The Austrian government has released figures showing that nearly 4,500 unaccompanied children who applied for asylum in Austria last year have disappeared. There are fears that many are at risk from human traffickers.

In 2021 around 5,770 children and adolescents who had arrived in Austria without a parent or guardian and without legal status – so-called unaccompanied minors (UAMs) – applied for asylum. The majority were boys from Afghanistan (3,401) and Syria (1,345) but others had traveled from as far afield as Somalia, Bangladesh, Pakistan, Morocco, and Egypt.

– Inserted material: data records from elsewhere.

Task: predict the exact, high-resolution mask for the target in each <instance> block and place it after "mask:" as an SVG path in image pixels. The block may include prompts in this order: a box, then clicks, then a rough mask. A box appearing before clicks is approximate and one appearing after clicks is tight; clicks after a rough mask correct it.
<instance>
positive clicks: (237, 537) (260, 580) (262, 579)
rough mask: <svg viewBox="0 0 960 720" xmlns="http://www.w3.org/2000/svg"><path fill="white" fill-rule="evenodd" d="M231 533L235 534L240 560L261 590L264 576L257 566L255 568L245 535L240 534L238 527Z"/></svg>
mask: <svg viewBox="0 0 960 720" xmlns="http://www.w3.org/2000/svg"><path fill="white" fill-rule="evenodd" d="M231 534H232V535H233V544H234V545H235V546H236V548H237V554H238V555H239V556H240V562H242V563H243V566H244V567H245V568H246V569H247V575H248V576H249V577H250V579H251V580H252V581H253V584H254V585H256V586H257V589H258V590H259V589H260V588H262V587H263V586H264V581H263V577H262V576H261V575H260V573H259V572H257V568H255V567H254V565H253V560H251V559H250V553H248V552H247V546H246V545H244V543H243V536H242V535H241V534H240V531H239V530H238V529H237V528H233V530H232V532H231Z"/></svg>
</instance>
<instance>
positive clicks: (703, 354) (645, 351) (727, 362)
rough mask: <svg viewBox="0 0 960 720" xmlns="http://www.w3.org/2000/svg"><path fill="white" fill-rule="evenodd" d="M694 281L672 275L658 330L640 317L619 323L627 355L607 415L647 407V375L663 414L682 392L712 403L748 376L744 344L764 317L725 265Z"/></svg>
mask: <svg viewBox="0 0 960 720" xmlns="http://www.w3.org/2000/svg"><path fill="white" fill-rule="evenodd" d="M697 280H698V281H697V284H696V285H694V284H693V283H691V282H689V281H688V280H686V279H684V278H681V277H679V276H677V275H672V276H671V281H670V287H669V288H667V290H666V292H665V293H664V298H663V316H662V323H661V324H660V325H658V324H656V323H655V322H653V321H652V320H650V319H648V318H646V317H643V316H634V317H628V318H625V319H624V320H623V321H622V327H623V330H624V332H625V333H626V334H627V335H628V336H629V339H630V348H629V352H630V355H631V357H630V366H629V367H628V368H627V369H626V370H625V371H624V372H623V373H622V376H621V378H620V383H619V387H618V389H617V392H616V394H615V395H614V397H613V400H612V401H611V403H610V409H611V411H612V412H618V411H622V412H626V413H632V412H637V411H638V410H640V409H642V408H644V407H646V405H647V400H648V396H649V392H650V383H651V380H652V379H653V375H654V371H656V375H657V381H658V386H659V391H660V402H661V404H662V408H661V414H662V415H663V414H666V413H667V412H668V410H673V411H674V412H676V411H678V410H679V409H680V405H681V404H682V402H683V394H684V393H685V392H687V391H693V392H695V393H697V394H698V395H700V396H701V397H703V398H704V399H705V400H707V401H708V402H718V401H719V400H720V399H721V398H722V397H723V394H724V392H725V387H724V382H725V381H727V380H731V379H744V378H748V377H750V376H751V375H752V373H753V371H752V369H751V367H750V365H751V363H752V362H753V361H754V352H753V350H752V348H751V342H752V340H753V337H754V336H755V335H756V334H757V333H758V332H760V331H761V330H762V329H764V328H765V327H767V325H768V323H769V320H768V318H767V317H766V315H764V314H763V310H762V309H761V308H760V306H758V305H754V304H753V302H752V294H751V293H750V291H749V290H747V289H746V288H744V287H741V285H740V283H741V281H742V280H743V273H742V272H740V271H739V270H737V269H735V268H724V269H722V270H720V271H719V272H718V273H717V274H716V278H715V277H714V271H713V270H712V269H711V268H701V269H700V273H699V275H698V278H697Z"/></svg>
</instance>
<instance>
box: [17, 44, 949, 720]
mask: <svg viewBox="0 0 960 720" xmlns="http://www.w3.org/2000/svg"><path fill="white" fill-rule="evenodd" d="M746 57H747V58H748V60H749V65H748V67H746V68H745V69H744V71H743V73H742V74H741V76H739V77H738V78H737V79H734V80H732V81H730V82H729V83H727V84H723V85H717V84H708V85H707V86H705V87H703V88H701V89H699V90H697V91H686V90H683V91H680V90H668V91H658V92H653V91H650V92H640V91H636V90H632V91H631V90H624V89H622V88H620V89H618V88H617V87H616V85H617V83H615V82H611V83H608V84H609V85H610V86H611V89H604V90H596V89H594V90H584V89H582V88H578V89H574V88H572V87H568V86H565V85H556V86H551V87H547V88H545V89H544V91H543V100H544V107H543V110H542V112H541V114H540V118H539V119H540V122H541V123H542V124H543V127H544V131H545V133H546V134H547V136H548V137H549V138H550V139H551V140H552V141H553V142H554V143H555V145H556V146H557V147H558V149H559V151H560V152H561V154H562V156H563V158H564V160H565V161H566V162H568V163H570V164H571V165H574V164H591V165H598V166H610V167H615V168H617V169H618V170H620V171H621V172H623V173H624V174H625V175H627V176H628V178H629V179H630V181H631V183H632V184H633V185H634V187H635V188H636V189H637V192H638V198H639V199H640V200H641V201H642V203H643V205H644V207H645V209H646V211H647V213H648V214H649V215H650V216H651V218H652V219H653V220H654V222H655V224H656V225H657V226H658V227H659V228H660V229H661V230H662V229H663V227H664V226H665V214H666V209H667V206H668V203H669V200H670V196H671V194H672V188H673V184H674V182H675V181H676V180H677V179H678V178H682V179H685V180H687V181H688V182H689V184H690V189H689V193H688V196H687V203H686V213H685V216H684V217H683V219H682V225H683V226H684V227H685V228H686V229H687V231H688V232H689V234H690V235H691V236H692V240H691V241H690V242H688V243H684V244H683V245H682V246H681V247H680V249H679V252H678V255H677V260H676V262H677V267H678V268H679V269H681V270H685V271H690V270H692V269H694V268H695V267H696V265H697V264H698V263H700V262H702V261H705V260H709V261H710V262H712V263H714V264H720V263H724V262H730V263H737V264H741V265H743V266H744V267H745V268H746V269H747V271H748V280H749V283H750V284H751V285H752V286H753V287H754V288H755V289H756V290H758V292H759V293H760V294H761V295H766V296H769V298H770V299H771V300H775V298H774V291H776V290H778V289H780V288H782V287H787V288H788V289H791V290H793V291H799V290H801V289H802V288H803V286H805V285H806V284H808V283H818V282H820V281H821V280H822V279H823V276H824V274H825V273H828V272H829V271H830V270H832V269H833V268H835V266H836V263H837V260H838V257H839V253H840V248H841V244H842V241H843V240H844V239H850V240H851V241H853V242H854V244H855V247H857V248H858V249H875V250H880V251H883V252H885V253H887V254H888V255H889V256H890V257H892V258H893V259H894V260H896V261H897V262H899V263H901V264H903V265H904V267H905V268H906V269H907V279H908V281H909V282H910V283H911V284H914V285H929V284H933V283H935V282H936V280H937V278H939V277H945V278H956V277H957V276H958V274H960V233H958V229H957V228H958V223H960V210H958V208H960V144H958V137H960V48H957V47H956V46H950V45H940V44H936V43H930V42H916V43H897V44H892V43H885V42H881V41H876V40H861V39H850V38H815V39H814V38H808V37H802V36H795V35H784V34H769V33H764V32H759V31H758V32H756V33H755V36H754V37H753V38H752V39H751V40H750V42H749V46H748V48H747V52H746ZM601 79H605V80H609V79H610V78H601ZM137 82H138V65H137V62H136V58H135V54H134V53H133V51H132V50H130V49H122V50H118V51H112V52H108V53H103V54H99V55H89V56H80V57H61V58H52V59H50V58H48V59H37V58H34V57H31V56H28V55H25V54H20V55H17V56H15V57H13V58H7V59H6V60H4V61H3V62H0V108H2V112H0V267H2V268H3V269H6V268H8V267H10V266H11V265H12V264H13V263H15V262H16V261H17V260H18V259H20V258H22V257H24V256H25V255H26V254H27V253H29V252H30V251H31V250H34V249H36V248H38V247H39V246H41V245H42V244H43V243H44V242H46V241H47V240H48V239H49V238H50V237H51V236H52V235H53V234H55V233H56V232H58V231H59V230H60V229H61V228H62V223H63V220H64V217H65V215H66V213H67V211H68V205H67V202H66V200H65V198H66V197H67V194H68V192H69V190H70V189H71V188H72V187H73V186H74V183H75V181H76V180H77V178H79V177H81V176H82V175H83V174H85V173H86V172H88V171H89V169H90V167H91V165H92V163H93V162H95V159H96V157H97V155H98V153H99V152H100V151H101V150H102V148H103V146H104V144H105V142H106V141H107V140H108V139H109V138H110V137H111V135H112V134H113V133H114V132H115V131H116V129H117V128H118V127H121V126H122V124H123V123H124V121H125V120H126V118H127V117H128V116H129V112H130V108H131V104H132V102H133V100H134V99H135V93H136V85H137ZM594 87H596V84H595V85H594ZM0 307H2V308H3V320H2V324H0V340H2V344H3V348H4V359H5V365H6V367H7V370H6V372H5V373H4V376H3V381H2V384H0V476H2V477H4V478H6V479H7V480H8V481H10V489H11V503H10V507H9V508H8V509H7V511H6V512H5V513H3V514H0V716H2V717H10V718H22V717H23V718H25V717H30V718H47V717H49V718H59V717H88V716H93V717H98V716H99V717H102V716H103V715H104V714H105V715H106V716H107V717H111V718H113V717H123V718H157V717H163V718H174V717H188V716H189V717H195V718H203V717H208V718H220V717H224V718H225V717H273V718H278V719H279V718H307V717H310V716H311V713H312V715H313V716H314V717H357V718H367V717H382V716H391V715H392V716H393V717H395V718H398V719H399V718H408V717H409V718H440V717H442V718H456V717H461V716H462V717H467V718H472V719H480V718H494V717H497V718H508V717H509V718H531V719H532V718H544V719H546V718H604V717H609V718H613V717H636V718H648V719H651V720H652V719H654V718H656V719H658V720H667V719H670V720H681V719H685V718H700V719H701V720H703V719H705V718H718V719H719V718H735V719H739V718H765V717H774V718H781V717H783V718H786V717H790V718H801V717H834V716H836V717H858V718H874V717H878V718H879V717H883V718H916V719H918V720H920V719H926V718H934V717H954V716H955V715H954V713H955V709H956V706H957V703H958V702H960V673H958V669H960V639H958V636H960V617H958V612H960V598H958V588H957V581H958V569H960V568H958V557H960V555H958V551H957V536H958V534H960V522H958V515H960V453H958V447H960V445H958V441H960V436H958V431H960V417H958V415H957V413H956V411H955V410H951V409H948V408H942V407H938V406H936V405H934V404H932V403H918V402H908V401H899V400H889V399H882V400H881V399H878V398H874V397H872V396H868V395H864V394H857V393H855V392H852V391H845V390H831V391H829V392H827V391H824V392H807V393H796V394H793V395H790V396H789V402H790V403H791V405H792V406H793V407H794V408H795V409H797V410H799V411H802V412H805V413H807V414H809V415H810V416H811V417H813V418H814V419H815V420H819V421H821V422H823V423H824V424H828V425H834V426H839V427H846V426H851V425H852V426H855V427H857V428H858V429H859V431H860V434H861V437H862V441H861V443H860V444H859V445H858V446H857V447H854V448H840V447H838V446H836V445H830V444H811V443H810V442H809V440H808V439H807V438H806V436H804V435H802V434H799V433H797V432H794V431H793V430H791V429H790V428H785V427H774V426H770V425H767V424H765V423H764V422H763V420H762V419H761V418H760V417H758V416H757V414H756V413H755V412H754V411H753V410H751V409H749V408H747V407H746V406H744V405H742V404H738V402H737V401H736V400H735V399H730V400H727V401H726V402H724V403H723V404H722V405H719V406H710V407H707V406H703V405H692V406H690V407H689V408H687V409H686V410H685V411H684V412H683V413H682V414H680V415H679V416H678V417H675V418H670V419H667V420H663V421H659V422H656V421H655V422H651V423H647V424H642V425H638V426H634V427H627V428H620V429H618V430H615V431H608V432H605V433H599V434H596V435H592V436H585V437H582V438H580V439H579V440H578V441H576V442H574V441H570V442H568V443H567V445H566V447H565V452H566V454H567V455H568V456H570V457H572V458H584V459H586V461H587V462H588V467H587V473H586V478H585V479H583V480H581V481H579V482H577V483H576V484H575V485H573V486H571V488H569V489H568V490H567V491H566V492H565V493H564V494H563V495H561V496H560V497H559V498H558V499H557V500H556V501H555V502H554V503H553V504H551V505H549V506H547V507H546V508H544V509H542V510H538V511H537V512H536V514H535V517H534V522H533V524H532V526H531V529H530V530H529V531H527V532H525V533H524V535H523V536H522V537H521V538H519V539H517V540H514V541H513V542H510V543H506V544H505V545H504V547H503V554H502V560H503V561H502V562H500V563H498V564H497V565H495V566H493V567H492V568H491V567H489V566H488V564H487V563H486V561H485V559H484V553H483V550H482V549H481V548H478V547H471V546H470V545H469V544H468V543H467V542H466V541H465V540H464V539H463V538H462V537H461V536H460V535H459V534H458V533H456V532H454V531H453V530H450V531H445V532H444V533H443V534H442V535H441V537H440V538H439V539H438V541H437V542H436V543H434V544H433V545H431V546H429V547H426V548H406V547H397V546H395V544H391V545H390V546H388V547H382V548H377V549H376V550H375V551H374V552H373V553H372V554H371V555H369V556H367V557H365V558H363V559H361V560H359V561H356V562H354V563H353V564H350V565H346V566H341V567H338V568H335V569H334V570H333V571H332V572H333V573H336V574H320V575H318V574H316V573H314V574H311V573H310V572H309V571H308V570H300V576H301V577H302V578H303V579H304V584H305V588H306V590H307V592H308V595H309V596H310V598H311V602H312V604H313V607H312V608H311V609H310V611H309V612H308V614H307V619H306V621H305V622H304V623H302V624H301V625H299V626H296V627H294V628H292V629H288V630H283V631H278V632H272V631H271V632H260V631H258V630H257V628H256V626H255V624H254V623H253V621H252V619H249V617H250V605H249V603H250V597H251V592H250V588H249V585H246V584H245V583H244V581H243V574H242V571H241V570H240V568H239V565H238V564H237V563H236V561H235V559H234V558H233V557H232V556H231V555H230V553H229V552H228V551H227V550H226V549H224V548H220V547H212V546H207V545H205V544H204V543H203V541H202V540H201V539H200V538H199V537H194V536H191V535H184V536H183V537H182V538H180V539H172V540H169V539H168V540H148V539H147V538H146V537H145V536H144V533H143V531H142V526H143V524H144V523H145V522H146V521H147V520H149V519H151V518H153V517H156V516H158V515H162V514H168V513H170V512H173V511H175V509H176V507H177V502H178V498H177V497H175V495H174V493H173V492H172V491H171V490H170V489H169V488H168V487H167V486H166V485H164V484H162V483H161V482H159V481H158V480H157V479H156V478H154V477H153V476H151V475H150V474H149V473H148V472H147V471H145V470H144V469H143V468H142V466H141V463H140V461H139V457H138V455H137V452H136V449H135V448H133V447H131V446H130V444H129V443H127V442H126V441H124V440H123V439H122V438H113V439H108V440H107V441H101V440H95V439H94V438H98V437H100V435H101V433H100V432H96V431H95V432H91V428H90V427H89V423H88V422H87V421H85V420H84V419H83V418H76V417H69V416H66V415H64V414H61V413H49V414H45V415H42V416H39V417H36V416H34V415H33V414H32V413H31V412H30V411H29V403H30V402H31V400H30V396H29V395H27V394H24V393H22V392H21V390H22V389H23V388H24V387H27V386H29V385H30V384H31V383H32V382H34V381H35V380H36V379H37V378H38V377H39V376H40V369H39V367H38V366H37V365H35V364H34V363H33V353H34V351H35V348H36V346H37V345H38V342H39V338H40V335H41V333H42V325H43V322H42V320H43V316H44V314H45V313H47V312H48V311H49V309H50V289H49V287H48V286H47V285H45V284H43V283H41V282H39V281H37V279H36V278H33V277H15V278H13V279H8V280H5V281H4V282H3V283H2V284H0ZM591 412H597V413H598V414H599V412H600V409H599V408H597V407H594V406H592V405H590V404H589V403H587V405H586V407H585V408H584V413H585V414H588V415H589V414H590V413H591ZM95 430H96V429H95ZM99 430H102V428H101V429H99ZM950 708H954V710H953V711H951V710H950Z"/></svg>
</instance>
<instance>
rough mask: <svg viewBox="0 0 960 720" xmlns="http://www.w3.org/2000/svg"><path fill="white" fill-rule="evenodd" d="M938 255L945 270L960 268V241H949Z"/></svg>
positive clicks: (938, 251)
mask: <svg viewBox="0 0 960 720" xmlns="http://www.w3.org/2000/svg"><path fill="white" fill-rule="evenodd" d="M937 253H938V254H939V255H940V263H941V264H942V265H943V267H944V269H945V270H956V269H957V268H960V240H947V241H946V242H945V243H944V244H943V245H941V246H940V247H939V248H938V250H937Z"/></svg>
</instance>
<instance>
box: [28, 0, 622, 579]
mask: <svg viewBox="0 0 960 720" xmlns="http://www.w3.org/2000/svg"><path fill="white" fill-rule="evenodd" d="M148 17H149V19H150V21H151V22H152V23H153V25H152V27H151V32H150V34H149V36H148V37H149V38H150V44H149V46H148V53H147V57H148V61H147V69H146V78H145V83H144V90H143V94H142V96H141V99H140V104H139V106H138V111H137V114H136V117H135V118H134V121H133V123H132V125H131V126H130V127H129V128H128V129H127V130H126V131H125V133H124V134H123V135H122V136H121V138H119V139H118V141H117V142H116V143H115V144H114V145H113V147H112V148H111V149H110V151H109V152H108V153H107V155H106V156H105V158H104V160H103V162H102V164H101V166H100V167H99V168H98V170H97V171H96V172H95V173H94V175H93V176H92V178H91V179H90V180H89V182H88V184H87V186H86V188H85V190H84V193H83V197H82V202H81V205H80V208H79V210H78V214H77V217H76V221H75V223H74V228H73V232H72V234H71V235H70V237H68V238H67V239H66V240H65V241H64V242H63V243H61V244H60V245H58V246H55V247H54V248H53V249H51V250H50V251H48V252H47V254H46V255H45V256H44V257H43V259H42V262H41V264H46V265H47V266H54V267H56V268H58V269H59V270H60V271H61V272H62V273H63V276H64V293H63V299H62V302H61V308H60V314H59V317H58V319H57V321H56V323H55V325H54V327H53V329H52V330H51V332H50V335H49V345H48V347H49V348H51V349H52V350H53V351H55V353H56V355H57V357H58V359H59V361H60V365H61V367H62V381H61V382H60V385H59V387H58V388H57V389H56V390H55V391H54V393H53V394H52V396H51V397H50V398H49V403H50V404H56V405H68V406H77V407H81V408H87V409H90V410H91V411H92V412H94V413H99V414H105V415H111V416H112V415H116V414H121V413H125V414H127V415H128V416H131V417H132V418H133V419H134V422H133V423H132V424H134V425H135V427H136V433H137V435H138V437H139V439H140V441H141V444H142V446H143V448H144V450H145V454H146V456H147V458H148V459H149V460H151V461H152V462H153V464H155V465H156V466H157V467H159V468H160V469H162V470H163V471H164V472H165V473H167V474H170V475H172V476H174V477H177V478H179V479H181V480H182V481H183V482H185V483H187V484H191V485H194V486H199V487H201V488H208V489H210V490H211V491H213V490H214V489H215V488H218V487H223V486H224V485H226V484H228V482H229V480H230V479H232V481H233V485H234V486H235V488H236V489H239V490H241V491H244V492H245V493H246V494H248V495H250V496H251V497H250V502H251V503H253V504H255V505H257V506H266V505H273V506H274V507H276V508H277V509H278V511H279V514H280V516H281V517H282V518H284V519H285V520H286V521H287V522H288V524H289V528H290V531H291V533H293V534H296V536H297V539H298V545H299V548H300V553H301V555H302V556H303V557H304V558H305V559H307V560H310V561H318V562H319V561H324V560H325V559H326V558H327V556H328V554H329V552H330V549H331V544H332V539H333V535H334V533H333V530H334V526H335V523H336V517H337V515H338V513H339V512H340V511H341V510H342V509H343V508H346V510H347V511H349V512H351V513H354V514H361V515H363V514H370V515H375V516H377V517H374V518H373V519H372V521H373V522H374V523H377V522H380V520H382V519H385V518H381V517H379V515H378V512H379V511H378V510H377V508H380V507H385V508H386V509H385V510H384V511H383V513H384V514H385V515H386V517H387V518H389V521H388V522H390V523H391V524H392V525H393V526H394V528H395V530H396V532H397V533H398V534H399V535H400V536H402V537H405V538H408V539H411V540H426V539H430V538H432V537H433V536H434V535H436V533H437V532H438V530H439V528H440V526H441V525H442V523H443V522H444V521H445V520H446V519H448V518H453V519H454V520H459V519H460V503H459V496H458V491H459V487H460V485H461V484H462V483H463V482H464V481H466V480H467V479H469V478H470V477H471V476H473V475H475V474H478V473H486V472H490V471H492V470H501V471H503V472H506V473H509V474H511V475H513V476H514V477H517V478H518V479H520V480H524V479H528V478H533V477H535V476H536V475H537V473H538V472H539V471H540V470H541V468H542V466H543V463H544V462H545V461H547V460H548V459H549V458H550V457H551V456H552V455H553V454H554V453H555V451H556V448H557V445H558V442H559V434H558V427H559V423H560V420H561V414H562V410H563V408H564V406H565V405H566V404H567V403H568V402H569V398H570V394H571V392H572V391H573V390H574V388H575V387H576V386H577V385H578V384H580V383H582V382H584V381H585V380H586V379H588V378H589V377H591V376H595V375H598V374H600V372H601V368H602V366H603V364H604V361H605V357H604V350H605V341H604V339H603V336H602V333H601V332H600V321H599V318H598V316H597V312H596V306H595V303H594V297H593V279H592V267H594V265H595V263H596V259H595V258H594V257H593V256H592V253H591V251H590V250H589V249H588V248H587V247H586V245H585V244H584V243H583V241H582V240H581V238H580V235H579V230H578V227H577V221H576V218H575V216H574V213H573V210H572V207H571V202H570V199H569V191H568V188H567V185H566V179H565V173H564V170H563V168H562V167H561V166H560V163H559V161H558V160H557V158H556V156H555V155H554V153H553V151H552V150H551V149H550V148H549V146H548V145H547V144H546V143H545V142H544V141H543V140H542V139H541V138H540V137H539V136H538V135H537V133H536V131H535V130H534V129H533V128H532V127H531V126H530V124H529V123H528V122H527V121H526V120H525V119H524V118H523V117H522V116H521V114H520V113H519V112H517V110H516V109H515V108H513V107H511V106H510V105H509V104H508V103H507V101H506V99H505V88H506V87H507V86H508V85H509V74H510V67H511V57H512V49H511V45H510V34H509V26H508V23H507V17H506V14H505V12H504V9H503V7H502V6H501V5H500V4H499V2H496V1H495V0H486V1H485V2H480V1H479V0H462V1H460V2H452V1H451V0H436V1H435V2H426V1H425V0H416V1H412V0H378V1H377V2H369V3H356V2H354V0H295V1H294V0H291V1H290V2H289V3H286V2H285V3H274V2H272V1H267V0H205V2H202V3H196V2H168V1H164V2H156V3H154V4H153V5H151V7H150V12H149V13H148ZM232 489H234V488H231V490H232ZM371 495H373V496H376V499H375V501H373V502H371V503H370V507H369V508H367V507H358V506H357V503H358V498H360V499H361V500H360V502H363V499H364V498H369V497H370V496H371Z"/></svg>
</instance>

Responding to parliamentary questions from the liberal Neos party MP Stephanie Krisper, Austrian Interior Minister Gerhard Karner has published figures which show the government has no knowledge of what happened to 4,489 of those UAMs. That means that 78% of migrant children who traveled to Austria alone last year are missing. 

Out of sight

Lisa Wolfsegger of the NGO Asylum Coordination has been campaigning for many years for better protection of unaccompanied children. "Imagine that in one year around 180 school classes simply disappeared without a trace," she said in a statement. "Where have all these children gone?" 

The answer is likely to be that a large number of the children traveled on to relatives in other EU countries, Wolfsegger says. Joining family members in Europe necessarily means disappearing from national authorities and traveling via 'illegal' routes, because across the European Union legal family reunion is only open to parents and siblings. More distant relatives are excluded.

It is also likely that some have become victims of human traffickers, Wolfsegger said. The risks to migrant children traveling alone are especially severe – every year thousands of migrant children are trafficked in Europe, including Austria. The most recent data from the UN anti-trafficking body UNODC show that boys and girls account for a third of all trafficking victims worldwide.

No legal guardian

The root of the problem, according to Wolfsegger, is that unaccompanied minors are not immediately assigned a guardian. In the early stages of the asylum procedure no single person is responsible for them and as a result the children often miss out on important information about their rights and opportunities. Some find their situation so difficult that they choose to go underground, which adds to the risks of trafficking or exploitation. These dangers could be minimized, Wolfsegger says, if guardians were appointed straight away, as is the case in other European countries.

With the possibility that large numbers of UAMs will arrive in Austria from Ukraine, the issue of guardianship is likely to receive more attention. According to a report in the Austrian paper The Standard, Stephanie Krisper says that the government – a coalition of center-right and green parties – made a commitment to address the issue, but so far, nothing has happened.